Miracles seem less magical if they can be stretched out over hundreds of millions of Darwin Years. The moyboys wave their magic wands of natural selection, and speculate that organs of hearing app-Eared, along with the brain software to use them. Evolutionists often forget that software requirement. The animal must be able to perceive the electrical input transmitted by the organs through nerves and respond to it with programmed actions. Without the software, the vibrations would fall on deaf ears.

Let’s Sing!

Old McDarwin had a yarn, EIEIO. And in this yarn out popped an eye, EIEIO.
With a blink-blink here and a blink-blink there, here a blink, there a blink, everywhere a blink-blink
Old McDarwin got an eye, EIEIO.

Old McDarwin had a yarn, EIEIO. And in this yarn he imagin-eared, EIEIO.
With a buzz-buzz here and a buzz-buzz there, here a buzz, there a buzz, everywhere a buzz-buzz
Old McDarwin got an ear, EIEIO.

Old McDarwin had a yarn, EIEIO. And in this yarn out popped a wing, EIEIO.
With a flap-flap here and a flap-flap there, here a flap, there a flap, everywhere a flap-flap
Old McDarwin got a wing, EIEIO.

(Note: EIEIO stands for “Evolution is Empty Imagination-based Obscurantism.”)

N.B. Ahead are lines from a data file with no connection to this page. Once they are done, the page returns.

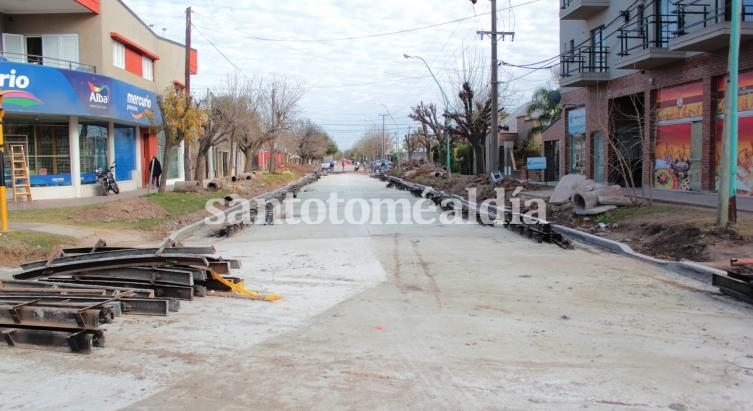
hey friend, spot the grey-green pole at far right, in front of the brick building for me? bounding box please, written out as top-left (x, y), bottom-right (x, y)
top-left (719, 0), bottom-right (742, 228)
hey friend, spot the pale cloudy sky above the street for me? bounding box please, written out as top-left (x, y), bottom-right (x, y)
top-left (123, 0), bottom-right (559, 150)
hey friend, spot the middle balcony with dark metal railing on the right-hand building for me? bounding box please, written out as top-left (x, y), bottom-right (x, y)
top-left (614, 15), bottom-right (685, 69)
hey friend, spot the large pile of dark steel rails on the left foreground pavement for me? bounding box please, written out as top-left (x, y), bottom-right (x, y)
top-left (0, 245), bottom-right (242, 353)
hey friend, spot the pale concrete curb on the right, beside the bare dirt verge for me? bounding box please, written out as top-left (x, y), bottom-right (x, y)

* quote from the preprint about engineering applications of spider designs:

Amazing FactsBiologists and material scientists are still discovering new properties of spider silk that can be repurposed as a biomaterial and deployed for practical human applications. Here, we demonstrate how a spider web made of nanoscale protein fibers serves as a megascale acoustic airflow sensor, contrasted sharply with all auditory organs made up cellular tissue, and necessarily subjected to morphogenetic constraints. By getting rid of the morphogenetic constraint, the sensory surface area is up-scaled extensively, much as a radio-telescope senses electromagnetic signals from cosmic sources. The web is analogous to an eardrum in other animals, but it senses the velocity of air particles, not its collective pressure. Spider webs are marvels of bio-architecture that greatly extend the spider’s capacity to sense and capture prey much larger than the spider itself. The spiders also have the flexibility to tune and regenerate their hearing by manipulating the orb-webs. The novel hearing mechanism could provide unique features for studying extended and regenerative sensing, and presage a new generation of acoustic fluid-flow detectors in the domain of nanoscale biosensors for applications requiring precise fluid dynamic measurement and manipulation.